The 31-year-old suffered a suspected cardiac arrest while running the 26.2-mile course on Sunday April 24 and later died in hospital.
He will be laid to rest following a funeral in St Margaret’s RC Memorial Church, Dunfermline, led by parish priest Father Chris Heenan.
A family notice says the service will be a “celebration of David’s life” and urges mourners to wear bright colours.
Capt Seath fell ill at the 23-mile mark while taking part in the race.
His girlfriend subsequently told how his death had left a “devastatingly large hole in our lives”.
Gaby Schoenberger paid tribute to him on Facebook last week and thanked the public for their support.
She wrote: “I cannot begin to describe the pain that I, his family and friends are feeling right now.
“It doesn’t make sense and a character like his being taken away so viciously leaves such a devastatingly large hole in our lives.”
Capt Seath’s mother Libby also paid tribute to him, saying: “David has achieved more in 31 years than most people do in 70.
“He lived his life on the edge and to the full.
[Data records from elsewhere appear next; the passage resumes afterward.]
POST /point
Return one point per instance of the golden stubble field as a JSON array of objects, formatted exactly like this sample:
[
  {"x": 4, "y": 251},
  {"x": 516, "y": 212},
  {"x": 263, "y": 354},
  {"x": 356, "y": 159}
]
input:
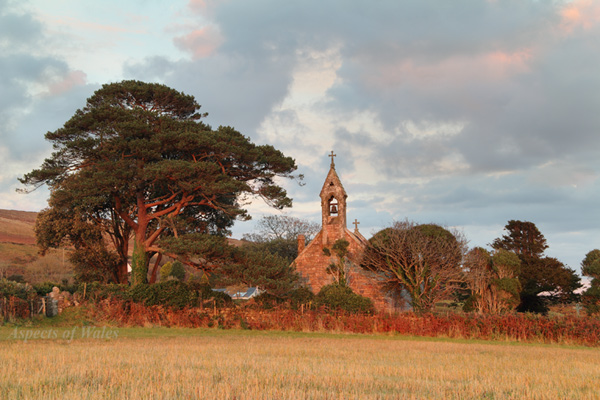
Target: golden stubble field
[{"x": 267, "y": 365}]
He was running to raise money for Help For Heroes, a cause which was very important to him.”
Following his death, Capt Seath’s friends and colleagues vowed to continue to raise money for Help for Heroes and walk the final three miles of the marathon course.
More than £100,000 has been donated to a JustGiving page in his memory while about £80,000 has been raised for the charity on his own page.
The fundraising page in memory of Capt Seath was set up by Capt James Walker-McClimens of the 7th Parachute Royal Horse Artillery.
Having served with Capt Seath in the 19th Regiment The Royal Artillery The Highland Gunners in Tidworth, they went on tour together to Afghanistan in 2012, returning at the same time.
“In the Army we don’t like unfinished business, it was something he wanted to do – he wanted to do the full marathon, so we are going to complete it for him,” he said.
“He was raising money for Help For Heroes, so we just want to carry on that theme.”